Review by Ian Keogh
Hazel is a confident teenager, although slightly younger than most others also taking a summer job in Oregon clearing invasive plant species from the forest. No Ivy League is a project designed to give rural experience to urban kids, and Hazel eventually learns she’s the exception to a policy of hiring at-risk teens. She’s the only home-schooled participant, and although fine with her friends, she lacks confidence among people she doesn’t know as well.
The purpose of No Ivy League is a personal look at the social difficulties of interaction with people from different backgrounds. What’s standard banter in one community is offensive and bullying in another. Hazel Newlevant takes a long time to get to the crux of this, feeling that in order for us to understand her own experience, many, many bland pages of musical discussion and games of Marry, Fuck, Kill are necessary, which may be true to her experiences, but actually reveal very little about her co-workers. It makes No Ivy League quite the slog until we reach the key incident, after which the story opens up.
Making the going a little easier over the first half slog is the cheerful artwork. Newlevant has a talent for capturing people, even when shown from behind, and the watercolour tones add a depth to the illustrations. She makes the forest and other scenery look really enticing, and knows when to restrict it to a few subtle grey splodges.

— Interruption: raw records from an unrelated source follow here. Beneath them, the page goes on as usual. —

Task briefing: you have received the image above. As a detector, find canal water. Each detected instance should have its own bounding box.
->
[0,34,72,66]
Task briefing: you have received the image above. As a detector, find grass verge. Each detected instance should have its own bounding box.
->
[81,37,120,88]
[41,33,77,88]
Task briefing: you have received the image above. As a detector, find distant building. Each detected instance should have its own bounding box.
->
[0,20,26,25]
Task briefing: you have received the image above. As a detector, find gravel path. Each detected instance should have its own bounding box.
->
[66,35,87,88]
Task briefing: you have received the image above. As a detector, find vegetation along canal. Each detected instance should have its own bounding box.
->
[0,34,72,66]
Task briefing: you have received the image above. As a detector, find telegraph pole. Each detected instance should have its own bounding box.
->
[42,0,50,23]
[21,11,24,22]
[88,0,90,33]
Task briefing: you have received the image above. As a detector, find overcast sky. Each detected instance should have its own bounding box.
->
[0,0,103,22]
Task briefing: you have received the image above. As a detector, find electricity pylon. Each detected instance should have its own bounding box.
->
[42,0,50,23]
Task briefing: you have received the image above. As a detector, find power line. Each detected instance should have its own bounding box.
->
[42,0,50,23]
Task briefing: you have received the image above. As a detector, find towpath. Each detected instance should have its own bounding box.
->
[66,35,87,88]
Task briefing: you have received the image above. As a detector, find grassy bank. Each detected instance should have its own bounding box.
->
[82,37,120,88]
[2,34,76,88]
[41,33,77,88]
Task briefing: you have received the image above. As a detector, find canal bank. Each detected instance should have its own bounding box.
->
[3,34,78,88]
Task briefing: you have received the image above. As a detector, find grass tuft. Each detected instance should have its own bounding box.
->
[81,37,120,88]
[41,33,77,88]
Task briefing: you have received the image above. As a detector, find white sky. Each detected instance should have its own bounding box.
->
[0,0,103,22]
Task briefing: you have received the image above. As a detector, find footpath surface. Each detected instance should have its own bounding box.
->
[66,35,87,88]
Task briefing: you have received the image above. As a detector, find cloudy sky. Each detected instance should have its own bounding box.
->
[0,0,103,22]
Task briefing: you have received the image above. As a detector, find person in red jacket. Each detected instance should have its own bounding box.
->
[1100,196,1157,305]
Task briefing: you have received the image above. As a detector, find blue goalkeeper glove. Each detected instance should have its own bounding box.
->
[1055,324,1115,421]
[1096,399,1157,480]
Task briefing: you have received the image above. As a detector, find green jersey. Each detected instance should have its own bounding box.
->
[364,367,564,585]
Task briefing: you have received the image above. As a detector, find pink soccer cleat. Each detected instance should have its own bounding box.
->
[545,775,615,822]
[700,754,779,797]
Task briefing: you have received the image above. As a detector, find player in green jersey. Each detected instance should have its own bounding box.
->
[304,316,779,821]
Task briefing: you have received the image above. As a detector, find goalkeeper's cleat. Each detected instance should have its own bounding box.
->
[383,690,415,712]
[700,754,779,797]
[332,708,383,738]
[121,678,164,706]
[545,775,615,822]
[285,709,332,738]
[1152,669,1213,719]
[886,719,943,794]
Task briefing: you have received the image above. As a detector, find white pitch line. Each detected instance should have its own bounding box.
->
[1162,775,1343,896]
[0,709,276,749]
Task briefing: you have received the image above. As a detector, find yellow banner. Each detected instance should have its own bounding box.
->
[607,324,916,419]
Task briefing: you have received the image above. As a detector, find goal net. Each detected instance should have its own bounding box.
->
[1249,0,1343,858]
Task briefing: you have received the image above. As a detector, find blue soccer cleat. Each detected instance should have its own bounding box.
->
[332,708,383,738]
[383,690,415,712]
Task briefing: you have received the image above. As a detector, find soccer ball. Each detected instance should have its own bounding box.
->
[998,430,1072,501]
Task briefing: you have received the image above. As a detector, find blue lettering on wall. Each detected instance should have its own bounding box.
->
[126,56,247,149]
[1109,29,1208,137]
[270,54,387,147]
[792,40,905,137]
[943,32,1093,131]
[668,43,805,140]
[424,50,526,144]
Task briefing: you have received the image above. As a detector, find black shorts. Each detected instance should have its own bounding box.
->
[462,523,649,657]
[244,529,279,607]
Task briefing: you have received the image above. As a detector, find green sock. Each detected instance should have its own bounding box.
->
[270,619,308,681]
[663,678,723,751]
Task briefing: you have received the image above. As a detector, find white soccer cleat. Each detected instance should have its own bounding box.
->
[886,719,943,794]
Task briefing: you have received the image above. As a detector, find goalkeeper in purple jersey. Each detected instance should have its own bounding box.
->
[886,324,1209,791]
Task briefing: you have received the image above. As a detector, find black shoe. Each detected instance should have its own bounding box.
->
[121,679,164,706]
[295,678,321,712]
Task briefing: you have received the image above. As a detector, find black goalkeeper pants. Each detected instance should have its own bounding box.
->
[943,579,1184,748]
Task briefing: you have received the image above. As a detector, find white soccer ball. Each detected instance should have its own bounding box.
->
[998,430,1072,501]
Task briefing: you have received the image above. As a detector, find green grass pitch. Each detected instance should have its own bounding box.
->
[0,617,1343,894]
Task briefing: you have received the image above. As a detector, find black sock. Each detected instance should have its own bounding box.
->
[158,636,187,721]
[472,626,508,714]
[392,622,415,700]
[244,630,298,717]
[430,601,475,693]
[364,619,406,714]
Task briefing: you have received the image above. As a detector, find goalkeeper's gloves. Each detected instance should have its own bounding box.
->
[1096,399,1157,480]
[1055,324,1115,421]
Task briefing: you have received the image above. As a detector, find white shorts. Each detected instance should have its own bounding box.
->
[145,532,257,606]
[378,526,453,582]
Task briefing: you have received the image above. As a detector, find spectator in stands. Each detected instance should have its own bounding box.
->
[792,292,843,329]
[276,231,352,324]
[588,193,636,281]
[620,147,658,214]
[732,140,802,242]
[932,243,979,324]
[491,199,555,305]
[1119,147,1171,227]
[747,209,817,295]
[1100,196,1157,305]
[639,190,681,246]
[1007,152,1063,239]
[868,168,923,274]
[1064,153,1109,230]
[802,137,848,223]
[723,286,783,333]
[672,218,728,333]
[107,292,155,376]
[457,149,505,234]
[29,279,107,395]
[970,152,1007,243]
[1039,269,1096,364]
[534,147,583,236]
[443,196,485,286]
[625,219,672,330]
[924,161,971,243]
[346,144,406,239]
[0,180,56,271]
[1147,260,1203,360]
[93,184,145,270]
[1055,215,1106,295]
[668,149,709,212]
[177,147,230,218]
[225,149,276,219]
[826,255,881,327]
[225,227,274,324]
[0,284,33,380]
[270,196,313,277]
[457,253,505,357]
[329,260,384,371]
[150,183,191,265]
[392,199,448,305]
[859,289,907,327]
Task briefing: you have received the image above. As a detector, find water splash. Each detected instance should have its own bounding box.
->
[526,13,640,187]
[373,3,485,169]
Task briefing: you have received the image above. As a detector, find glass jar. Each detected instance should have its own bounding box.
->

Shining the torch on one’s own life with honesty isn’t a skill all those producing personal memoirs have, yet shortcomings and complacency are illuminated and tolerance duly recommended. After a spell working with others, Hazel does a little more research and comes to realise the privilege she both enjoys and embodies, but the dramatic points she works up to can fall flat while still prompting thought. An example is Hazel being told how her mother’s experience of integrated schools in Portland was one of relentless bullying, and so she kept Hazel at home to protect her. In some respects it’s a shocking revelation, but since no-one of any colour or background should endure relentless bullying, is the pre-empting of this controversial? Like other points raised, it’s never followed-up or discussed, and we only see Hazel’s reaction.
Anyone wanting a sparking point for discussions will find several straightforwardly presented, but life doesn’t always offer resolutions, and that makes No Ivy League unsatisfying.